The Ohio River is an interesting setting for research, as it receives heavy shipping traffic and delivers more discharge than the Mississippi River where the two waterways join at Cairo, Ill., said Chang, who serves as executive director for the Ohio River Basin Consortium for Research and Education. The Ohio River annually locks through more tonnage of commercial cargo than the Panama Canal, he added.
Besides hands-on experience on the Boat of Knowledge, the high school studentsinvolved in the project will participate in the research virtually. The boat will remotely transmit research data to classrooms via the internet to a virtual “Boat of Knowledge,” which will be created by Chang Liu, an associate professor of electrical engineering and computer science. The graduate students and teachers will work with the students on skills such as data analysis, while connecting those tools to real-world science and engineering issues.
“Data manipulation is something that students sometimes struggle with on state proficiency tests, so this project will provide a good opportunity to help them with those skills,” said Teresa Franklin, an associate professor of educational studies who will serve as a liaison between Ohio University and the schools on the project.
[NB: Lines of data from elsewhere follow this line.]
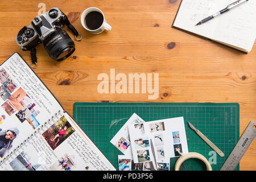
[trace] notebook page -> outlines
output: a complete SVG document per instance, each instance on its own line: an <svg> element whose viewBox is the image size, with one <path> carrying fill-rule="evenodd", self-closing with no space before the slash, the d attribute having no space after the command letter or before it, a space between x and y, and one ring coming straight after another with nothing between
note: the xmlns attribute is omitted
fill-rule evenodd
<svg viewBox="0 0 256 182"><path fill-rule="evenodd" d="M183 0L174 26L250 52L256 37L256 2L251 0L197 26L235 0Z"/></svg>
<svg viewBox="0 0 256 182"><path fill-rule="evenodd" d="M234 0L225 2L228 5ZM256 38L255 1L249 1L216 19L218 19L218 23L213 39L247 52L251 50Z"/></svg>
<svg viewBox="0 0 256 182"><path fill-rule="evenodd" d="M198 26L195 24L223 7L222 1L220 0L183 0L174 26L212 38L214 29L218 26L217 19Z"/></svg>

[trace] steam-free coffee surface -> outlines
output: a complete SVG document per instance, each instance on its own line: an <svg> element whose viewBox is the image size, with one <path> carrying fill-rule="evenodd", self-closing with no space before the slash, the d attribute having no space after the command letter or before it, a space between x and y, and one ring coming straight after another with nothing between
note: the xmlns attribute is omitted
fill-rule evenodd
<svg viewBox="0 0 256 182"><path fill-rule="evenodd" d="M86 16L85 23L89 29L96 30L102 24L103 19L103 15L100 13L92 11Z"/></svg>

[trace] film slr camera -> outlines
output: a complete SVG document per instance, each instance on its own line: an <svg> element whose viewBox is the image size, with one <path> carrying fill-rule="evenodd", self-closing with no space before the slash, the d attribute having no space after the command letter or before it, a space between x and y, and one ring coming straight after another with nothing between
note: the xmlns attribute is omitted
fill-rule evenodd
<svg viewBox="0 0 256 182"><path fill-rule="evenodd" d="M68 33L61 28L65 24L75 35L76 40L82 39L67 15L57 7L52 8L46 14L36 16L31 24L24 26L19 31L15 37L15 42L23 51L31 51L32 68L36 68L35 47L42 42L50 57L57 61L61 61L74 52L74 42Z"/></svg>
Franklin and Liu previously worked on another Ohio University project that engaged local middle school students in STEM education through the use of video games, which was popular with area school districts.
In addition to the National Science Foundation grant, the BooKS in Classroom project is supported by the Russ College of Engineering and Technology, College of Arts and Sciences, College of Education, and the Office of Vice President for Research at Ohio University.